Hannibal And His Army example essay topic
About ten years later, Hannibal, acting on his promise to his father, attacked the city of Saguntum in Spain, which was controlled by the Romans. This attack led to the start of the Second Punic War between Carthage and Rome. Even before the war started, Hannibal knew what he was going to do. Since Carthage had no navy, there was no hope of going directly from Carthage to Italy over the Mediterranean Sea. Hannibal thought up a dangerous but ingenious plan. In order to get to Italy over land, Hannibal and his army would have to travel from Carthage-controlled Spain across the Alps and into the heart of the enemy.
Hannibal left in the cold winter of 218 B.C. with 50,000 infantry, 9,000 cavalry, and 37 war elephants. While crossing the Alps, "Hannibal's force suffered greatly from the elements and the hostility of the local tribesmen" (Be shara, 3). By the time they reached Italy, after only fourteen days, over 9,000 men had perished along with most of the elephants, but this number was soon replenished after 14,000 northern Gaul rebels joined Hannibal's army. This group of 60,000 men proved superior to the Roman forces, and after at least three recorded major victories, the Roman senate was exasperated. An army of 80,000 Roman soldiers was sent to stop Hannibal's army of now 50,000 once and for all. In July of 216 B.C., the Romans engaged the Carthaginians in "the neighborhood of Cannae on the Italian east coast" (Lendering, 2).
Greatly outnumbered, Hannibal realized that he would have to win by strategy, and that is exactly what he did. As the two lines met, Hannibal's cavalry gained the flanks and, moving up the sides, attacked the rear of the Roman line. The Romans, literally chopped down at the rear, lost 46,000 men and 22,000 were captured. After this glorious victory, many Roman allies surrendered to Hannibal. The city of Capua became Hannibal's capital.

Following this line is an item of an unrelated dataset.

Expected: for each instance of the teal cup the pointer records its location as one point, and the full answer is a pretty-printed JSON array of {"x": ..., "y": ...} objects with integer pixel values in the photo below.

"The successful commander was thirty years old when he entered Capua, seated on his last surviving elephant" (Lendering, 2). Hannibal continued his campaign in Italy until the year 203 B.C., when the Roman commander Publius Cornelius Scipio attacked Carthage itself. "Unlike the Roman senate, which had not panicked when Rome was under attack by Hannibal, the Carthaginian government was disheartened and recalled Hannibal's still unconquered army from Italy" (Lendering, 3). After Hannibal arrived in Africa, he engaged Scipio's army in the last battle of the war. Hannibal attempted to repeat his Cannae tactics, but the Roman cavalry was too skilled.
The Carthaginian army was defeated at the town of Zama on October 19,202. The resulting peace treaty between Carthage and Rome demanded among other things Hannibal's resignation as a general. Hannibal became a consul in the government and restored Carthage to a modest democracy. However, in 195 the Roman senate discovered a plan made by Hannibal to invade Italy again. Hannibal fled from Carthage to Syria, which was at war with Rome. He was given a small naval command, but was defeated.
He then fled to Bithynia in 184 and became an admiral. Here, "he celebrated his last victory, defeating the Pergamean (Roman allies) fleet. However, Rome intervened, and Hannibal poisoned himself in 183 to avoid extradition". (Lendering, 4) Hannibal was probably the smartest and most determined general in all history. He caused much trouble for the Roman Empire, all because his father told him to hate it. He pulled off a feat that nobody thought he could do: he crossed the Alps and attacked Rome from the inside.
His strategies were so advanced that Napoleon Bonaparte used them 2,000 years later. He probably could have won the Second Punic War if the army still in Carthage was prepared for an attack. If he had won, history books would have been filled with the stories of Hannibal and the Carthaginian Empire. It is probably for the best, since a Carthaginian Empire would have probably filled most of Europe and would have had almost no human rights whatsoever.